Lin Shaye has appeared alongside notable horror icons in the original A Nightmare On Elm Street and the Insidious films, even playing a disgusting landlady in the 90’s bowling comedy, Kingpin. But in Room For Rent, Shaye inhabits a role that reveals a truly twisted mind in a real world setting, which will have renters looking over their shoulders and vacationers thinking twice about booking a room at a quaint Bed and Breakfast.

I love horror movies, especially supernatural spook-fests with ghosts and monsters that can give you a blood-soaked laugh and a scream. What I tend to stay away from in my movie selections are psychological thrillers and suspense films that set their scares in familiar settings. I know the world can be a dark place and I go to movies to escape that depressing bit of truth. The assignment to review Room For Rent was an endurance test for me.

Room For Rent is a slow burn as we are introduced to the recently widowed, Joyce played by Lin Shaye silently picking up the pieces of her life after the death of her husband. This socially awkward woman is obviously in a bad way and the perversely sexual taunts by a group of skate punks led by a despicable Ryan Ochoa serve only to agitate her fragile mind. This bullying causes us to sympathize with Joyce, but will that feeling last?

Looking for a next step and a social outlet, Joyce stumbles upon the idea of turning her home into a bed and breakfast, which is the perfect source of income for someone who lives in the scenic Sedona, AZ. From the film’s opening shot I instantly recognized the iconic red rock cliffs, as I live just a few hours away from this natural wonder. The filming of this idyllic landscape serves perfectly as a juxtaposition to the ugly side of humanity soon to be on display.

When Joyce’s first guests arrive in the form of Sarah played by Valeska Miller and her jerk boyfriend, we get a glimpse of the widow’s lack of boundaries and manipulative nature masked in the timid look of a kind old lady. Instantly Joyce inserts herself into the relationship, convincing Sarah to get rid of her grumpy significant other and the women agree to keep up their correspondence, which serves as the lonely woman’s only social outlet through which to share the fantasy world she is beginning to wrap herself in.

Shaye is very adept at playing the victim in her role, forcefully extracting sympathy from anyone who will listen and then reeling them into her plans. This is where I started to feel my jaw clench and my palms sweat. I’ve encountered many people in the world who skillfully play the victim to fill a void or need for attention, it is pathetic and upsetting to watch. So even before the killing starts, Shaye had already become a vessel for horror in my mind.
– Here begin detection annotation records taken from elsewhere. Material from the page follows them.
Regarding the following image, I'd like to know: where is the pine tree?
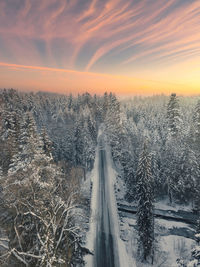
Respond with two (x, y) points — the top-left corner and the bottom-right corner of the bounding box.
(136, 143), (154, 264)
(167, 93), (181, 137)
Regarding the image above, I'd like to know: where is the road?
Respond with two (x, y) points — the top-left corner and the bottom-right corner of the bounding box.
(93, 140), (119, 267)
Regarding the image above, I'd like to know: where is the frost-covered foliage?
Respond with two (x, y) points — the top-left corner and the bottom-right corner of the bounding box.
(136, 143), (154, 264)
(0, 89), (102, 266)
(108, 94), (200, 206)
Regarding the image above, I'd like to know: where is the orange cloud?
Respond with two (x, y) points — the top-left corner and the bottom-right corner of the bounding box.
(0, 62), (199, 95)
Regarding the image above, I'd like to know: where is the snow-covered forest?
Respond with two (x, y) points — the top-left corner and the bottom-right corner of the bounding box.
(0, 89), (200, 267)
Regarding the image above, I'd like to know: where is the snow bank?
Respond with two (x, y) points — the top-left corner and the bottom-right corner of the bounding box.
(106, 145), (136, 267)
(85, 147), (99, 267)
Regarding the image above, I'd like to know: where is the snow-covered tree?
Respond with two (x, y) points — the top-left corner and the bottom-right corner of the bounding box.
(136, 143), (154, 263)
(167, 93), (181, 137)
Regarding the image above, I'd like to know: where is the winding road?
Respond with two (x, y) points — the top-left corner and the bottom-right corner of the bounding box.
(93, 139), (120, 267)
It’s worth pointing out that Room For Rent is a well shot and edited film from a purely visual perspective. The director carefully takes his time in presenting uncomfortable scenes involving invasion of privacy, often in silence that enhances the creep factor of Joyce’s actions and add a voyeuristic sense of tension. Most of Room For Rent’s central scenes could play as a silent film and still get the point across.

Shaye really digs into the role of awkward entrepreneur as she goes trolling for tenants and finds herself latching onto a handsome, motorcycle riding tough guy, Bob played by Oliver Rayon as a full-time tenant. Rayon brings a Melrose Place kind of vibe to his role of the tortured loner with secrets that Joyce seeks to uncover when he is not in his room. There is very troubling scene of Shaye going through Bob’s bag that pushes her character way beyond the boundaries of a simple snooping landlord.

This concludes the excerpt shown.